Resource-poor Japan has stepped up the search, research, and development of new energy sources following the Fukushima disaster in 2011. In the wake of the accident, Japan shut down almost all its nuclear reactors, and has spent billions of US dollars more on imports of oil, coal, and liquefied natural gas (LNG) since then.
A large LNG and coal exporter close to Japan’s shores, Australia, now aims to export hydrogen—a renewable energy source to help fuel Japan’s ambitions to boost the use of hydrogen in power supply and hydrogen fuel cell powered vehicles.
Hydrogen can be produced with excess renewable energy that would otherwise be wasted, and transported like natural gas, the Australian Renewable Energy Agency (ARENA) says, noting that two Australian projects are already being investigated with the goal of exporting hydrogen to power the 2020 Tokyo Olympics.

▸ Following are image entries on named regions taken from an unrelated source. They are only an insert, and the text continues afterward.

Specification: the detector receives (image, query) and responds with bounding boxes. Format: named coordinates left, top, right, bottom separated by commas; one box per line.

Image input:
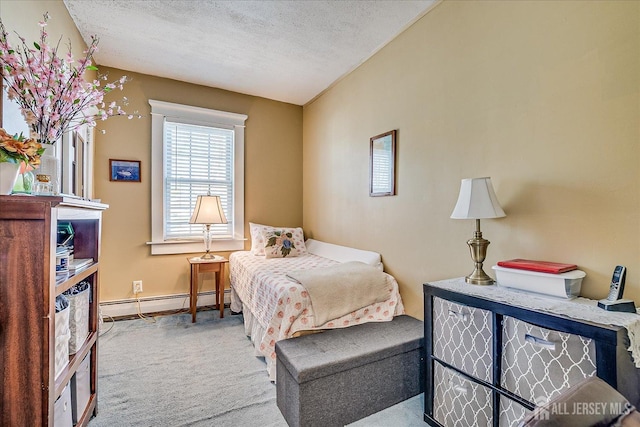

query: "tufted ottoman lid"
left=276, top=315, right=424, bottom=384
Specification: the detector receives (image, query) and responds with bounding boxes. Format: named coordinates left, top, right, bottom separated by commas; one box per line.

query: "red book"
left=498, top=258, right=578, bottom=274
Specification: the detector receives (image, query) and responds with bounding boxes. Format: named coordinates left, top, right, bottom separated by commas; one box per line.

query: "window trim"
left=147, top=99, right=248, bottom=255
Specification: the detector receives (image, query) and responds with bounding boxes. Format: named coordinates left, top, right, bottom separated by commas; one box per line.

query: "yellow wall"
left=94, top=71, right=302, bottom=301
left=6, top=0, right=640, bottom=317
left=303, top=0, right=640, bottom=317
left=0, top=0, right=302, bottom=301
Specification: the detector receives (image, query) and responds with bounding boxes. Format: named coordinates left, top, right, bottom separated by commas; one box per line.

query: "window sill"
left=147, top=239, right=245, bottom=255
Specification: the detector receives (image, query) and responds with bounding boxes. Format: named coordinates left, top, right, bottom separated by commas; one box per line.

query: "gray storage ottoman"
left=276, top=315, right=424, bottom=427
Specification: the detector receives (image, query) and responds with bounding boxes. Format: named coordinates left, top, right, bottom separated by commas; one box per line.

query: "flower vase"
left=36, top=144, right=60, bottom=196
left=13, top=167, right=36, bottom=194
left=0, top=162, right=20, bottom=195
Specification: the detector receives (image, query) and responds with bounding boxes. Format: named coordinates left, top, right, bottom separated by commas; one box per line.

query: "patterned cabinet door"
left=500, top=395, right=530, bottom=427
left=502, top=317, right=596, bottom=405
left=433, top=297, right=493, bottom=383
left=433, top=362, right=493, bottom=427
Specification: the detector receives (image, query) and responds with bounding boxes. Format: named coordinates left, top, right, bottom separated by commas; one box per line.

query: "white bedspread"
left=229, top=251, right=404, bottom=380
left=287, top=261, right=391, bottom=325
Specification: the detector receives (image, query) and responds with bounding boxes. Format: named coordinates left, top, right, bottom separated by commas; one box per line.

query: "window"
left=149, top=100, right=247, bottom=254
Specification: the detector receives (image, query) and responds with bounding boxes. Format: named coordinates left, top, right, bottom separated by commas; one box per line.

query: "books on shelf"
left=69, top=258, right=93, bottom=273
left=498, top=258, right=578, bottom=274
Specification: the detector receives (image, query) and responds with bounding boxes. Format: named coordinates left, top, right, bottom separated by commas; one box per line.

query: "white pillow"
left=249, top=222, right=307, bottom=255
left=305, top=239, right=383, bottom=270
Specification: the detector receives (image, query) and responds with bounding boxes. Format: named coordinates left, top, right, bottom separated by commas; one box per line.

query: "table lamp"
left=451, top=177, right=505, bottom=285
left=189, top=194, right=227, bottom=259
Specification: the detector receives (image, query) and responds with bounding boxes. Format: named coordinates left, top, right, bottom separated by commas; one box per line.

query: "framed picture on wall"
left=109, top=159, right=140, bottom=182
left=369, top=130, right=397, bottom=197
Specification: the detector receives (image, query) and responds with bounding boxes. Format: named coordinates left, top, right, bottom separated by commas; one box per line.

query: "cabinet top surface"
left=424, top=277, right=640, bottom=368
left=0, top=195, right=109, bottom=210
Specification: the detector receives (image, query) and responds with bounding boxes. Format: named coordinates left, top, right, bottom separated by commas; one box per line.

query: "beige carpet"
left=89, top=310, right=425, bottom=427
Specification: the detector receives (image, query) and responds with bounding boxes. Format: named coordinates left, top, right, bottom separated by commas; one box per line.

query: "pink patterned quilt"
left=229, top=251, right=404, bottom=364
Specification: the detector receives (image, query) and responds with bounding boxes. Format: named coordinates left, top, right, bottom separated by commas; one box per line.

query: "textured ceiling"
left=64, top=0, right=436, bottom=105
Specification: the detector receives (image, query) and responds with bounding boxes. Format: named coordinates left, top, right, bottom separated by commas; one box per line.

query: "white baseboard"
left=100, top=291, right=229, bottom=317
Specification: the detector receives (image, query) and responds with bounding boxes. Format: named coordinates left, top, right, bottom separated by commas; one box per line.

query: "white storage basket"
left=54, top=295, right=71, bottom=378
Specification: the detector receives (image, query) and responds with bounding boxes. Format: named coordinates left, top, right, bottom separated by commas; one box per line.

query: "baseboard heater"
left=100, top=290, right=229, bottom=317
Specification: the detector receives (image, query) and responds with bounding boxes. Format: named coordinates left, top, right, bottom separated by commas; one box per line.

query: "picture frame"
left=109, top=159, right=141, bottom=182
left=369, top=130, right=397, bottom=197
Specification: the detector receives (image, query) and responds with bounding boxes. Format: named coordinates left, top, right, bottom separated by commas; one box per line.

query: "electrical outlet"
left=133, top=280, right=142, bottom=294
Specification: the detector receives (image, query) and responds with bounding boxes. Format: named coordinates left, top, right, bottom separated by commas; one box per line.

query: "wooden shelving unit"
left=0, top=196, right=107, bottom=427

Japan—the world’s biggest LNG importer and among the top four coal and oil importers—used to generate 27 percent of its power from nuclear reactors before the Fukushima disaster. Following the accident, Japan shut down all its 54 nuclear reactors to reassess their safety, and has restarted only a few of them so far. Public opposition to nuclear energy is creating uncertainty about how much nuclear generation capacity Japan will restore. Japan spent an additional annual average of around US$30 billion for fossil fuel imports in the three years after the Fukushima accident, according to EIA estimates.
So Japan is boosting the search for new—non-fossil fuel—sources of energy. It is one of the pioneers in hydrogen technology, with Toyota for example expanding mass production of fuel cell stacks and of high-pressure hydrogen tanks as it aims to boost sales of fuel cell electric vehicles (FCEVs).
Japan wants to build a ‘hydrogen society,’ and earlier this year, Japanese carmakers Toyota, Nissan, and Honda teamed up with investors and infrastructure developers to create Japan H2 mobility in order to accelerate the strategic deployment of hydrogen stations in Japan.
As Japan advances its ‘hydrogen society’ vision and wants to have hydrogen power as the lasting legacy from the 2020 Tokyo Olympics, Australia is positioning itself to export hydrogen or cooperate with Japanese firms in pilot projects for hydrogen production.
“Today Australia exports approximately three quarters of the energy it produces, in the form of coal and gas. As demand for these resources cools over coming decades, we want our renewables industry to be ready to provide the energy to supply the world’s future needs,” ARENA CEO Ivor Frischknecht said last week.
“ARENA is supporting innovation across the hydrogen supply chain, aiming to make renewable hydrogen commercial and competitive, both here and around the world,” Frischknecht noted.
Australia’s state Queensland, for example, is backing hydrogen research for renewable fuel source, with the aim to export hydrogen, including in Japan.
“Queensland is well placed for hydrogen production with access to feedstock such as water and solar power, existing gas pipeline infrastructure, access to export ports and access to domestic and international markets,” Queensland Premier Annastacia Palaszczuk said during a trade mission to Japan in May.
Another Australian state, Victoria, is supporting a pilot project that will test the production of liquefied hydrogen for use in fuel cell electric vehicles and power generation. The Hydrogen Energy Supply Chain (HESC) project will convert brown coal from the Loy Yang mine of Australian utility AGL into hydrogen at an adjacent site and then transport the gas by road to a liquefaction terminal at the Port of Hastings, for shipment to Japan. The project—backed by the State Government of Victoria, the Australian government, and the Japanese government—is led by Kawasaki Heavy Industries (KHI) and includes leading Japanese energy and heavy industries corporations J-Power, Iwatani, and Marubeni Corporation, as well as oil supermajor Shell.
If the current projects turn out successful, the energy trade between Australia and Japan may start to include not only coal and LNG, but also a renewable energy source—hydrogen.